London: British Prime Minister David Cameron praised India's initiative to become a global manufacturing hub and offered technological assistance to achieve its targets, including in developing its "own world class fighter aircraft" that is "better than Rafale."
In an exclusive interview to Asian Lite newspaper based in London, the prime minister said Britain is ready to help India's state-owned Hindustan Aeronautical Limited to develop world class fighter jets.
"The British offer of Eurofighter Typhoon to India is still on table," Cameron said. "It will come along with technological and engineering assistance for India to develop its own world class fighter aircraft. It will be a better deal than Rafale."
Cameron was commenting on India's decision to buy Rafale fighters from France over the Eurofighter Typhoon of European Aeronautic Defence and Space Company (EADS).
During a recent official visit to France, Modi agreed to buy 36 Rafale fighter aircraft off the shelf. This was part of a $24 billion defence deal for 126 aircraft aiming to replace outdated Russian-built MiG aircraft with modern Medium Multi-Role Combat Aircraft (MMRCA).
But the deal is under cloud as France is reportedly hesitant to share the technology to build the remaining lot of Rafale in India.
"India is going to play a very big role in the success of British economy," Cameron said.
"Trade and investment relations have improved in the last five years and we need more political cooperation on climate change and other issue," he added. "I am looking towards to meet Prime Minister Narendra Modi to discuss a heavy agenda."
He said the objectives of Conservative 2020 Vision are realistic and will bring dramatic changes in the socio-political landscape for the ethnic communities, including the 1.5 million Indians across the country.
"Our schemes like start-up loans are helping the communities in a big way," Cameron said. "The 2020 Vision will ensure one-fifth of the retirement seats will be reserved for the black and minority ethnic communities. We fielded Mr Rishi Sunak (son-in-law of Infosys' Krishnamurthy) at Richmond, the former seat of William Hague and one of the safest seats for the Conservatives in North Yorkshire."
"The party will persuade experts in different fields to join to bring changes in the communities," Cameron added.
Cameron said the first Asian or black prime minister in the country will be from the Conservative Party. He added young British Indian Conservative councillors like Reena Ranger Ahuja are role models for the community to embark on mainstream political career.
"Reena is already a Conservative councillor; she is in the candidate list. She is a perfect example and will make a brilliant MP," Cameron said.
He dismissed rumours of discussions on leadership changes in the Conservative Party as the general elections on May 7 appear headed to deliver a hung parliament.
"I am not contemplating failure and I am contemplating success at this stage," Cameron told Asian Lite. "I am sure I will get the mandate on May 7 to complete the work I started five years ago."

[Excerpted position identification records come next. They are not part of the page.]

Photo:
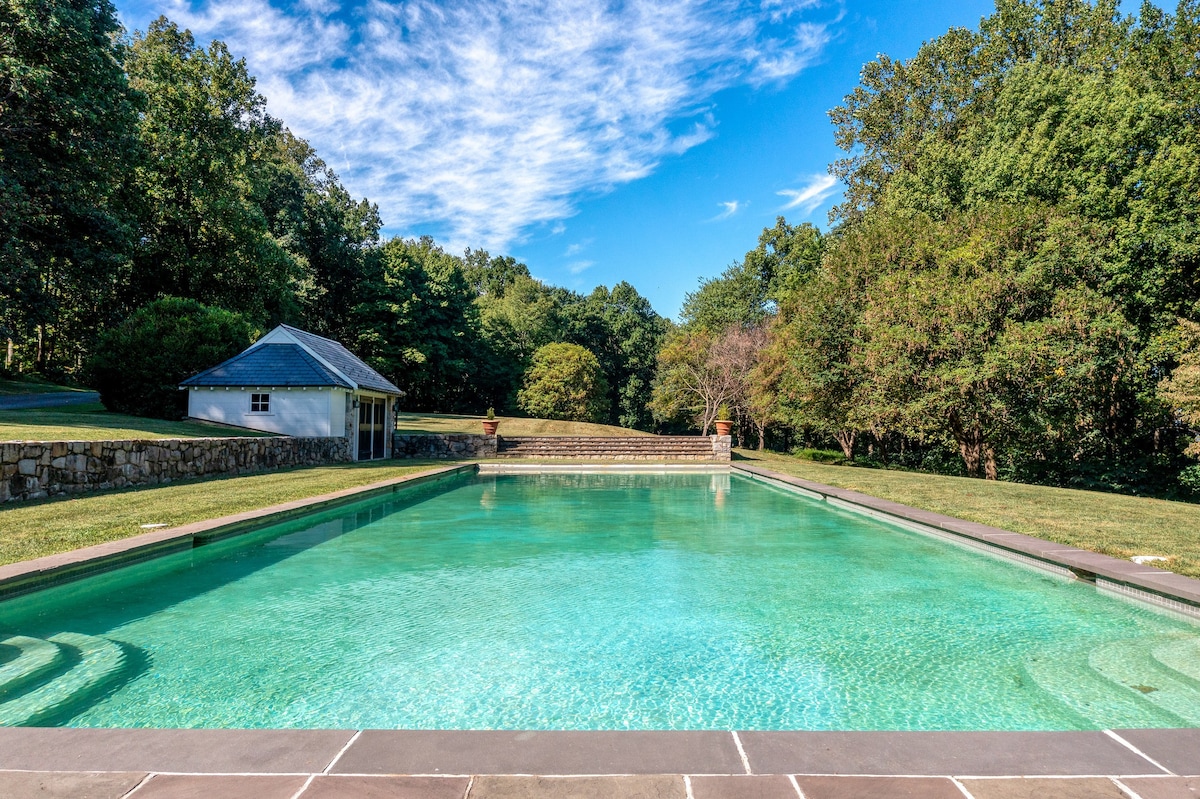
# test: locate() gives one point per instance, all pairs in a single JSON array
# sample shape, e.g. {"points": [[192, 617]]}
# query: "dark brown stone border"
{"points": [[381, 752]]}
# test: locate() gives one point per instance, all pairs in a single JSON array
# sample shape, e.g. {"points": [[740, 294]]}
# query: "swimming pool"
{"points": [[592, 601]]}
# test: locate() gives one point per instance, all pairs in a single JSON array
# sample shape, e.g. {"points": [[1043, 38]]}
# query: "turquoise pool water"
{"points": [[592, 601]]}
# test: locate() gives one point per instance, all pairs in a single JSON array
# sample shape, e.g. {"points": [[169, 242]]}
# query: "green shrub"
{"points": [[139, 364], [565, 382]]}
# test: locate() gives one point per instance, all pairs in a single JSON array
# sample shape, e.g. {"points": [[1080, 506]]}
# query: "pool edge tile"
{"points": [[941, 754], [203, 751], [545, 752]]}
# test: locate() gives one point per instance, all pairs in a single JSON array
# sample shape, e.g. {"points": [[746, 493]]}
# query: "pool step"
{"points": [[99, 662], [1131, 665], [1181, 658], [1069, 678], [35, 659]]}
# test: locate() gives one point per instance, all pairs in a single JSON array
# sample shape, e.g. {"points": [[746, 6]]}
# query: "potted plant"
{"points": [[723, 421], [491, 422]]}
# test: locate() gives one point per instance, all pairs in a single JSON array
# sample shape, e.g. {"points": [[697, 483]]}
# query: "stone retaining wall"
{"points": [[40, 469], [442, 445]]}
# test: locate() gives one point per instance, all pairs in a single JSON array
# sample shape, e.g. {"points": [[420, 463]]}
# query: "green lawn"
{"points": [[35, 529], [33, 385], [1114, 524], [509, 426], [91, 422]]}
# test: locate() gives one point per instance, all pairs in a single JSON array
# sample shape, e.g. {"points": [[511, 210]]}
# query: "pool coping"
{"points": [[1158, 587], [450, 762]]}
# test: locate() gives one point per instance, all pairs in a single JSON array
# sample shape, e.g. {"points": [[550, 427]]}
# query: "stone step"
{"points": [[605, 449], [1129, 665], [1182, 658], [35, 659], [99, 664]]}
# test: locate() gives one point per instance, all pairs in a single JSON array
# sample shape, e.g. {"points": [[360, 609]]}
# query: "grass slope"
{"points": [[1114, 524], [35, 529], [91, 422], [33, 385], [509, 426]]}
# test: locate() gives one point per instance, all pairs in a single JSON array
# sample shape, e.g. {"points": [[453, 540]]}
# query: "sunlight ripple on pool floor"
{"points": [[633, 601]]}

The Sunday Times reported that Conservatives were facing a "wobbly weekend" after some of the party's donors and prospective MPs openly criticised their own campaign and called for London Boris Johnson to take over from Cameron.
The paper said Tory candidates and ministers were already in discussions over a successor to Cameron if he loses on May 7.
The prime minister says the party is focusing on winning the election and not leadership change.